More than half a century later, Secretariat’s records and reputation still reign supreme,” said Leeanne Meadows Ladin, author and president of the non-profit Secretariat For Virginia.
Today, Leeanne lives in the farm manager’s house at Meadow Stable, Virginia, surrounded by a landscape that once raised and conditioned a young Secretariat – his foaling shed and yearling barn, largely untouched, are preserved as historic landmarks.
Earlier this year, nearly 350 acres of adjacent pastureland, including “The Cove,” locally known as Secretariat’s nursery, were placed under permanent conservation easements. From this vantage, Leeanne lives alongside a legacy firmly grounded – not distant history, but uninterrupted, a continuum between yesterday and tomorrow.
Horseracing in the United States dates to the early 17th century, with Long Island’s Newmarket Course, established in 1665, marking the first organised racetrack in colonial America. Named for Britain’s racing capital, it was designed to formalise English racing tradition throughout the colonies.
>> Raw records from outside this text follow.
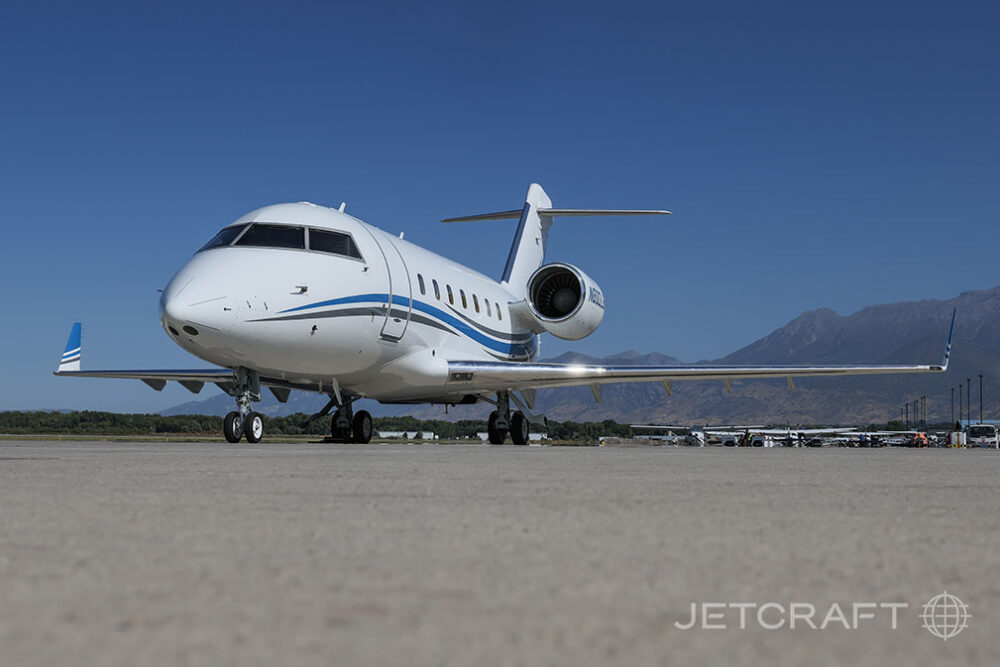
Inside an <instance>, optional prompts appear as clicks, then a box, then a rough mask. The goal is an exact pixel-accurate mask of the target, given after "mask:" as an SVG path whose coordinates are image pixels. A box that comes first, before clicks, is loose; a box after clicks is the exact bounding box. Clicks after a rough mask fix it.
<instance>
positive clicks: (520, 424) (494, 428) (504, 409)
mask: <svg viewBox="0 0 1000 667" xmlns="http://www.w3.org/2000/svg"><path fill="white" fill-rule="evenodd" d="M486 431H487V434H488V435H489V440H490V444H491V445H502V444H503V443H504V441H506V440H507V433H508V432H509V433H510V439H511V442H513V443H514V444H515V445H526V444H528V418H527V417H525V416H524V413H523V412H521V411H520V410H518V411H515V412H511V411H510V393H509V392H506V391H501V392H497V409H496V410H494V411H493V412H491V413H490V419H489V421H488V422H487V425H486Z"/></svg>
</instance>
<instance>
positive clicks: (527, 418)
mask: <svg viewBox="0 0 1000 667" xmlns="http://www.w3.org/2000/svg"><path fill="white" fill-rule="evenodd" d="M510 439H511V441H512V442H513V443H514V444H515V445H526V444H528V418H527V417H525V416H524V413H522V412H515V413H514V414H513V415H511V417H510Z"/></svg>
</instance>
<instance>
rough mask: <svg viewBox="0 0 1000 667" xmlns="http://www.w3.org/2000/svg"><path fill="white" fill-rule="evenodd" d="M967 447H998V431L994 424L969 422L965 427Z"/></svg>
mask: <svg viewBox="0 0 1000 667" xmlns="http://www.w3.org/2000/svg"><path fill="white" fill-rule="evenodd" d="M965 434H966V437H967V440H966V442H967V443H968V446H969V447H993V448H994V449H1000V431H998V430H997V427H996V425H994V424H970V425H969V426H967V427H966V429H965Z"/></svg>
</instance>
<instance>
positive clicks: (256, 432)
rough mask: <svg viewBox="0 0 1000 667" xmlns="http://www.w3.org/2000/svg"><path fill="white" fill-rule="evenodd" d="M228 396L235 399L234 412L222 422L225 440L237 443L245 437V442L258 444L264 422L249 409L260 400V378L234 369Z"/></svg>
mask: <svg viewBox="0 0 1000 667" xmlns="http://www.w3.org/2000/svg"><path fill="white" fill-rule="evenodd" d="M229 394H230V395H231V396H233V397H235V398H236V410H234V411H233V412H230V413H229V414H227V415H226V418H225V419H224V420H223V422H222V432H223V434H224V435H225V436H226V440H227V441H229V442H232V443H237V442H239V441H240V439H241V438H242V437H243V436H244V435H245V436H246V438H247V442H250V443H256V442H260V441H261V438H263V437H264V420H263V419H262V418H261V416H260V413H257V412H254V411H253V410H252V409H251V406H252V403H254V402H256V401H259V400H260V376H259V375H258V374H257V371H252V370H249V369H246V368H238V369H236V380H235V382H233V385H232V387H231V388H230V389H229Z"/></svg>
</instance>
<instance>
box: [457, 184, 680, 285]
mask: <svg viewBox="0 0 1000 667" xmlns="http://www.w3.org/2000/svg"><path fill="white" fill-rule="evenodd" d="M618 215H670V211H663V210H650V209H643V210H638V209H593V208H552V200H551V199H549V196H548V195H547V194H545V190H543V189H542V186H540V185H538V184H537V183H532V184H531V185H529V186H528V194H527V196H526V197H525V201H524V206H523V207H522V208H519V209H514V210H511V211H500V212H497V213H483V214H480V215H470V216H463V217H460V218H445V219H444V220H442V221H441V222H477V221H482V220H512V219H516V220H517V221H518V223H517V231H516V232H515V233H514V242H513V243H511V246H510V252H509V253H508V254H507V263H506V264H505V265H504V269H503V275H502V276H501V278H500V281H501V282H502V283H503V284H504V285H506V286H507V288H508V289H510V291H511V292H513V293H514V294H516V295H518V296H521V297H523V296H524V292H525V290H526V289H527V285H528V278H530V277H531V274H533V273H534V272H535V271H537V270H538V268H539V267H540V266H541V265H542V263H543V262H544V261H545V245H546V243H547V242H548V237H549V228H550V227H551V226H552V219H553V218H556V217H584V216H618Z"/></svg>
Three centuries later, on Saturday, 9 June 1973, American thoroughbred racing reached a pinnacle never before seen – and never replicated since.
At the summit stood a chestnut colt whose supremacy not only secured the Triple Crown, but reset the sport’s boundaries. For five extraordinary weeks, the record books were not simply rewritten but reimagined and today Secretariat’s official times still stand unchallenged.